GT sort of sits in the middle in that most of the seasoned urbexers know where it is, but the name has been carefully kept off the internet because it's totally unspoilt and beautiful.


----------



## Bones out (Nov 30, 2012)

mookster said:


> Bit of both - you've only got to look at places like Chateau Noisy that are well known, to see there are still loads of idiots on the continent. But keeping names like this certainly helps preserve places not just from rampant chavvery but from the urban explorer tourbus that seems to rock up to various places once they become 'hot stuff'. There are places that I and I'm sure many others marvel at abroad that if you don't know the right people you simply will never find the location of - it's frustrating but not entirely a bad thing in the long run.
> 
> GT sort of sits in the middle in that most of the seasoned urbexers know where it is, but the name has been carefully kept off the internet because it's totally unspoilt and beautiful.

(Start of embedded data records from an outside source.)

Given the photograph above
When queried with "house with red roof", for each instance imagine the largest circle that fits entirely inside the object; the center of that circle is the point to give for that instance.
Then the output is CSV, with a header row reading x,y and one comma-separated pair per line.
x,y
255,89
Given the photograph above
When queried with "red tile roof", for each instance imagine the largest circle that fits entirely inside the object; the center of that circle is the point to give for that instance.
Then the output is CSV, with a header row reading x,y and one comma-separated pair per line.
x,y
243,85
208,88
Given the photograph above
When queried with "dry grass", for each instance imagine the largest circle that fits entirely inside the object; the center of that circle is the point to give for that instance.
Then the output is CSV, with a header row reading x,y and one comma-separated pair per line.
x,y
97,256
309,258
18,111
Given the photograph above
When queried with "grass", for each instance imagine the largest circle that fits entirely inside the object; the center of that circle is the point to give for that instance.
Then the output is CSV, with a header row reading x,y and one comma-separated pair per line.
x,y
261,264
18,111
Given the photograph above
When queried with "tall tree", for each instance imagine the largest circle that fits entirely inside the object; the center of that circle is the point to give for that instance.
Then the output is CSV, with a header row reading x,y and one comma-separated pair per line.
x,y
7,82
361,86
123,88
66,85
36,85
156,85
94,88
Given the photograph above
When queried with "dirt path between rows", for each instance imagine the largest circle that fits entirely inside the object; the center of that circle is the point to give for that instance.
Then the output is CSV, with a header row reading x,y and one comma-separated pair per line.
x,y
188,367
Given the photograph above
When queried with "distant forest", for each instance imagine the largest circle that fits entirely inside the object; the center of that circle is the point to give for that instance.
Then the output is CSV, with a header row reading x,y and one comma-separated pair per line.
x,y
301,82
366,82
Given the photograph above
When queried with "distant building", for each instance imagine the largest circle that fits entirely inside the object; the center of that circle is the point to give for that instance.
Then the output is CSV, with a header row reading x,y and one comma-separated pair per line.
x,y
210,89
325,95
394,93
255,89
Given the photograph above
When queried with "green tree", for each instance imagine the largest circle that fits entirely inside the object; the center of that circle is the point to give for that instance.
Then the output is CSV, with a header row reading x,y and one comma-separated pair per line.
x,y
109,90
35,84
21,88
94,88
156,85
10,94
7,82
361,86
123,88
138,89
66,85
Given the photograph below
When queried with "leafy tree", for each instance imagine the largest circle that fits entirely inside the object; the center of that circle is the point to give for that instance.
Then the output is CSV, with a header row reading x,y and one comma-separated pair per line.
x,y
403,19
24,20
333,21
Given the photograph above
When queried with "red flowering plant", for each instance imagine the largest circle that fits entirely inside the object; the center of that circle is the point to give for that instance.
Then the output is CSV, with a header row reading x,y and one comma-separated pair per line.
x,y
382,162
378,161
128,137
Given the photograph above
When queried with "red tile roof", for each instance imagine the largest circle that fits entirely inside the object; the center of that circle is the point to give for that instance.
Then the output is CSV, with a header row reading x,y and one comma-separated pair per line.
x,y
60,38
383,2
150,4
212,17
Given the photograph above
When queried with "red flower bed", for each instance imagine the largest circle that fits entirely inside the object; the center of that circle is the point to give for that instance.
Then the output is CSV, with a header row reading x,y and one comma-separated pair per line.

Valid comments . I'm sure a great deal of us have or have had a beauty thats never been put out there... Until its all found and trashed then we have before and after photos.... ;-)


----------



## kathyms (Dec 1, 2012)

this one has the owner living right next to it and staff are about all the time, the whole estate is being put back to how is was and as an old lady they told me loads about how it was and will be in time. i was lucky i was aloud to just wonder around but there was a lot of staff and estate workers about the whole time.


----------



## Philippa (Dec 1, 2012)

You are an absolute great photographer and I am jealous of your visit to this beautiful building, I hope you enjoyed your experience!


----------